Went for a bike ride, the sun winking through foliage and air crisp and cool. People were dressed for summer, admiring the heritage poking above the trees, and placid waters mirroring the strolling, enough to add an atmosphere of convivial relaxation. There are only a few places I’ve been where every direction is beauty -usually in natural format, though humanity does raise a built landscape every now and then. Lauterbrunnen Valley, Symi, Lazise, Ko Phi Phi Leh, May in Virginia Water. The Ringstrasse, Burano, dusk in the Gardens by the Bay.
Well, for a few choice moments Battersea Park yesterday was that coffee table cover, something you spend years looking for. Just the right amount of people not to bespoil it, the perfect weather (cool yet sunny), and the optimal clarity at this time of year. For an everywhere that was crisp, gentle and swaying in the light.
This is the imagery strong enough to obscure the beyond, and deliver that long fought-for moment of peace.
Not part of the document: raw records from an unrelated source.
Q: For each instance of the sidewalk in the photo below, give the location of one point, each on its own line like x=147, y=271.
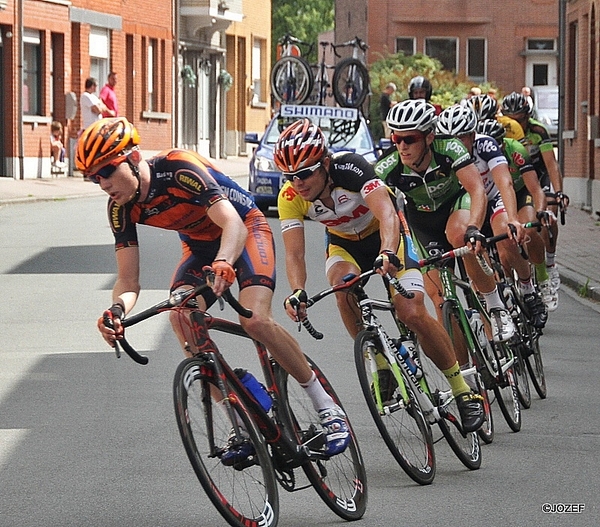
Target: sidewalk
x=578, y=253
x=56, y=188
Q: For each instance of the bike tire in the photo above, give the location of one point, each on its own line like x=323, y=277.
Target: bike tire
x=340, y=480
x=534, y=363
x=350, y=83
x=404, y=430
x=518, y=347
x=466, y=447
x=242, y=495
x=452, y=323
x=507, y=393
x=291, y=80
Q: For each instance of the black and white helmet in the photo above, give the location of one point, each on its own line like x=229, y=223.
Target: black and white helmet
x=412, y=115
x=492, y=128
x=485, y=107
x=457, y=120
x=515, y=103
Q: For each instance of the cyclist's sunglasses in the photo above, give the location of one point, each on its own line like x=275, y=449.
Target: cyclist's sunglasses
x=302, y=174
x=406, y=139
x=107, y=170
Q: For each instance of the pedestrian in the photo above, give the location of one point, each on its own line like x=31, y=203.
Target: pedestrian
x=90, y=104
x=57, y=149
x=219, y=226
x=109, y=97
x=385, y=103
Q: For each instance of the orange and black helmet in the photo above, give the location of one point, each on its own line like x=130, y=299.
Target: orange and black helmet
x=300, y=146
x=104, y=141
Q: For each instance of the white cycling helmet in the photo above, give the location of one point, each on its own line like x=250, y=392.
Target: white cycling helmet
x=412, y=115
x=457, y=120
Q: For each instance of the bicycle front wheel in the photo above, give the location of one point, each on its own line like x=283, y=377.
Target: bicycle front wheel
x=350, y=83
x=533, y=361
x=340, y=480
x=506, y=390
x=401, y=423
x=291, y=80
x=244, y=493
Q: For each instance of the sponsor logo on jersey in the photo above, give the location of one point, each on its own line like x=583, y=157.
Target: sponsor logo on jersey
x=359, y=211
x=189, y=182
x=372, y=185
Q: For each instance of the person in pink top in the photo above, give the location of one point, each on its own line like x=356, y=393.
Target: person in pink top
x=109, y=97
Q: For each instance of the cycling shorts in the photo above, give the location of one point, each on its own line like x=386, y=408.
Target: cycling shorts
x=363, y=253
x=255, y=266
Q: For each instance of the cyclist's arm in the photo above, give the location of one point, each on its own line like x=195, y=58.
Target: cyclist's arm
x=233, y=239
x=295, y=262
x=470, y=179
x=532, y=183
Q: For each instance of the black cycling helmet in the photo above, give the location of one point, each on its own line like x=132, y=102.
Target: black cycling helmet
x=515, y=103
x=485, y=107
x=492, y=128
x=420, y=82
x=412, y=115
x=459, y=119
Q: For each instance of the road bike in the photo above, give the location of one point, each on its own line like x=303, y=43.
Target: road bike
x=405, y=413
x=491, y=362
x=292, y=79
x=351, y=84
x=216, y=412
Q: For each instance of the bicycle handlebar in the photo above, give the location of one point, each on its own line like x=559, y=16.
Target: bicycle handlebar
x=349, y=282
x=176, y=300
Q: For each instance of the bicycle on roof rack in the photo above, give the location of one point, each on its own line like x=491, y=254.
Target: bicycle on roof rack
x=216, y=412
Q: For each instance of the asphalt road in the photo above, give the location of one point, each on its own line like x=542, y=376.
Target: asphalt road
x=89, y=440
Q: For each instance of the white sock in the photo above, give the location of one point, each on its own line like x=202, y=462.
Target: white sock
x=317, y=394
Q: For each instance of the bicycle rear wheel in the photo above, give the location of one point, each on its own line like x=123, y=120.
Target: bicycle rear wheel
x=291, y=80
x=340, y=480
x=533, y=361
x=350, y=83
x=466, y=447
x=506, y=390
x=402, y=426
x=245, y=493
x=454, y=327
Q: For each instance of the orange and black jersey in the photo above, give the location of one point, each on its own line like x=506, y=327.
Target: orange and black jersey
x=183, y=186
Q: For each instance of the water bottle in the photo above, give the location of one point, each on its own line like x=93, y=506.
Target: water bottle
x=406, y=349
x=256, y=388
x=477, y=326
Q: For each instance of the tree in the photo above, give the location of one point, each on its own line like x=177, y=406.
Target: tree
x=448, y=87
x=304, y=20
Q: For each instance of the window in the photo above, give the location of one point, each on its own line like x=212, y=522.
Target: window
x=538, y=44
x=406, y=45
x=476, y=59
x=99, y=54
x=258, y=71
x=151, y=72
x=32, y=75
x=443, y=49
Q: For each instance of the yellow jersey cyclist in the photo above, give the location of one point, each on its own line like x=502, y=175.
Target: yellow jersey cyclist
x=461, y=122
x=531, y=202
x=539, y=145
x=446, y=202
x=364, y=230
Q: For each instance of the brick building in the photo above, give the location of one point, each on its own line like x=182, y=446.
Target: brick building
x=512, y=43
x=192, y=73
x=581, y=135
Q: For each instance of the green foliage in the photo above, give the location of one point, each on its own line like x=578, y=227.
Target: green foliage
x=448, y=87
x=304, y=20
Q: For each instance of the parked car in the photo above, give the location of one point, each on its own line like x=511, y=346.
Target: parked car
x=545, y=107
x=345, y=129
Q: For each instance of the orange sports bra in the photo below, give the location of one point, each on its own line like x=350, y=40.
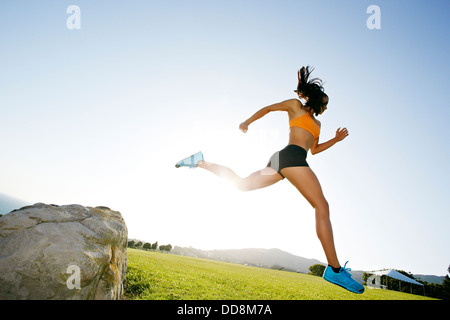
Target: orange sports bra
x=305, y=121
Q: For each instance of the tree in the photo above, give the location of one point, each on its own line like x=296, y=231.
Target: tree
x=446, y=286
x=316, y=270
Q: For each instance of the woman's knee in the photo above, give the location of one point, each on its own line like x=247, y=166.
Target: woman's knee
x=321, y=206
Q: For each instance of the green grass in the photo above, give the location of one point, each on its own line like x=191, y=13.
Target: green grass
x=158, y=276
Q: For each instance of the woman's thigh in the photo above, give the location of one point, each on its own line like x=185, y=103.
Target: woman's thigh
x=305, y=180
x=260, y=179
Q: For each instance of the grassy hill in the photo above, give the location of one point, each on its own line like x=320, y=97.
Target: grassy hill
x=158, y=276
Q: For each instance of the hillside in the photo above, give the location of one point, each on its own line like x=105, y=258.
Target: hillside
x=266, y=258
x=274, y=259
x=8, y=203
x=160, y=276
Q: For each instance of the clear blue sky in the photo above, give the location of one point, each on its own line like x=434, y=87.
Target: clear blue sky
x=100, y=115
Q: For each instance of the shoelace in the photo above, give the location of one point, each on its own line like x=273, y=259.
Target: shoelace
x=345, y=270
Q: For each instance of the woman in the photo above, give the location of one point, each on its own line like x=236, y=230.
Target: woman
x=290, y=163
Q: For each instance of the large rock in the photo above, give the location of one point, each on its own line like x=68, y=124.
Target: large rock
x=62, y=252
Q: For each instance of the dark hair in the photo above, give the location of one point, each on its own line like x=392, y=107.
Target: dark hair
x=312, y=89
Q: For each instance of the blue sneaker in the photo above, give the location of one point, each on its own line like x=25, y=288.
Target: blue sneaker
x=343, y=279
x=191, y=161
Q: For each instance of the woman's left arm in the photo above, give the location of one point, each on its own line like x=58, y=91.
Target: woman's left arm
x=341, y=134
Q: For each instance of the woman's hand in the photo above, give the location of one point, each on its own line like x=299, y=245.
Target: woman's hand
x=341, y=134
x=243, y=126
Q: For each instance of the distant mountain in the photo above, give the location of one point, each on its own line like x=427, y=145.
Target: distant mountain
x=266, y=258
x=8, y=203
x=274, y=259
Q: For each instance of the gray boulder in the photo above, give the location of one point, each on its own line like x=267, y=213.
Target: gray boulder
x=62, y=252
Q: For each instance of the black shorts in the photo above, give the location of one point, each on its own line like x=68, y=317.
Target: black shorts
x=291, y=156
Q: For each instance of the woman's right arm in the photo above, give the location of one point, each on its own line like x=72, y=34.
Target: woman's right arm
x=287, y=105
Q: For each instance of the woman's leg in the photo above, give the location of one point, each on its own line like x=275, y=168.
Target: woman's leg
x=259, y=179
x=304, y=179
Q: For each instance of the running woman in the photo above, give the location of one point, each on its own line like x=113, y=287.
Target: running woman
x=290, y=163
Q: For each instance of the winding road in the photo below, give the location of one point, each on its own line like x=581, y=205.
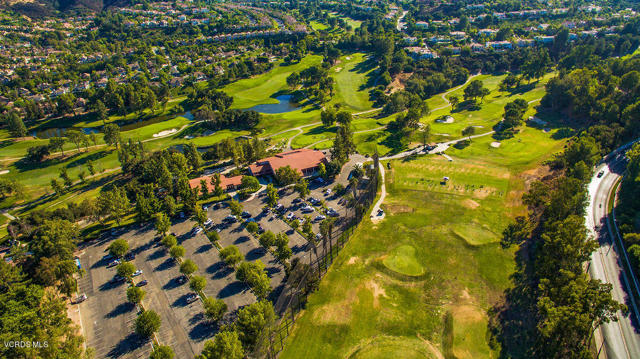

But of course I can’t really sing of anything nice without subsequently having to stylus-scratch it back into reality, with the looming elephant out of shot. This is the running theme so far, for this blog, for life and how we interpret it.
-We were one of the only few wearing facemasks, it’s still not a thing apparently among the youthful and healthy, who exclusively populated most of the paths. Strange summer.
This weekend will be geared towards heading off the holiday crowds. I like to think on one hand we are enjoying the view from the lifeboats -life’s great promise. On another, we need to remember not to push under the drowning.